FDA seeks tougher rules on antibacterial soaps
WASHINGTON — The federal government said on Monday it has no evidence that antibacterial chemicals used in liquid soaps and washes help prevent the spread of germs, and it is reviewing research suggesting they may pose health risks.
Regulators at the Food and Drug Administration said they are revisiting the safety of chemicals such as triclosan in light of recent studies suggesting the substances can interfere with hormone levels and spur drug-resistant bacteria.
The government's preliminary ruling lends new support to outside researchers who have long argued that the chemicals are, at best, ineffective and at worst, a threat to public health.
Under a proposed rule released on Monday, the agency will require manufacturers to prove that antibacterial soaps and body washes are safe and more effective than plain soap and water. Products that are not shown to be safe and effective by late 2016 would have to be reformulated, relabeled or pulled.

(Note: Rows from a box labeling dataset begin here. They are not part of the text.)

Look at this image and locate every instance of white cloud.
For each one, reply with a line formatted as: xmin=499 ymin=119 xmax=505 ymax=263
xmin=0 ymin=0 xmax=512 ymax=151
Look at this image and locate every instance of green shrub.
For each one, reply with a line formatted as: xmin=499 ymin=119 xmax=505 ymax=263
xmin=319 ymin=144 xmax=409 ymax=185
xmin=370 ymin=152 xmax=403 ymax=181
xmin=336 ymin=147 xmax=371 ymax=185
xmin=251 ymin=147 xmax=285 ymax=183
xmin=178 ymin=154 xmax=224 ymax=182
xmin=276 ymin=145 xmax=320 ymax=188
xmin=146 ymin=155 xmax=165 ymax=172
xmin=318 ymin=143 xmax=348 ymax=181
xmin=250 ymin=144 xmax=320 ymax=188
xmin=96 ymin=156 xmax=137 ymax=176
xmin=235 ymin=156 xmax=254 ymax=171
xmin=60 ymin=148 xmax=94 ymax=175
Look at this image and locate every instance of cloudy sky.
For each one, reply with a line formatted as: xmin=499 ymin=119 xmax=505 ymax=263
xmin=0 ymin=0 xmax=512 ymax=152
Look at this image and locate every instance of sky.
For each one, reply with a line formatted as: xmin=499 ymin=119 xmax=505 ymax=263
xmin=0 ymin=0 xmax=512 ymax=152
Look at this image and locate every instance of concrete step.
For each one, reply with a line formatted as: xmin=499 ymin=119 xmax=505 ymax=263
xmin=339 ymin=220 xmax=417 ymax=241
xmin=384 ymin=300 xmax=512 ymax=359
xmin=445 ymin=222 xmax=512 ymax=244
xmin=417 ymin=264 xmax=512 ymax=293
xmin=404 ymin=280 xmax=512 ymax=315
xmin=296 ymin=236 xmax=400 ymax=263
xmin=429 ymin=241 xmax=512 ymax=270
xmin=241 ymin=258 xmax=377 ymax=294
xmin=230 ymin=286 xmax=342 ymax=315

“I suspect there are a lot of consumers who assume that by using an antibacterial soap product they are protecting themselves from illness, protecting their families,” said Sandra Kweder, deputy director in FDA's drug center. “But we don't have any evidence that that is really the case over simple soap and water.”
A spokesman for the cleaning product industry did not immediately respond to a request for comment.
The FDA ruling does not apply to hand sanitizers, most of which use alcohol rather than antibacterial chemicals.
The agency will accept data from companies and researchers for one year before beginning to finalize the rule.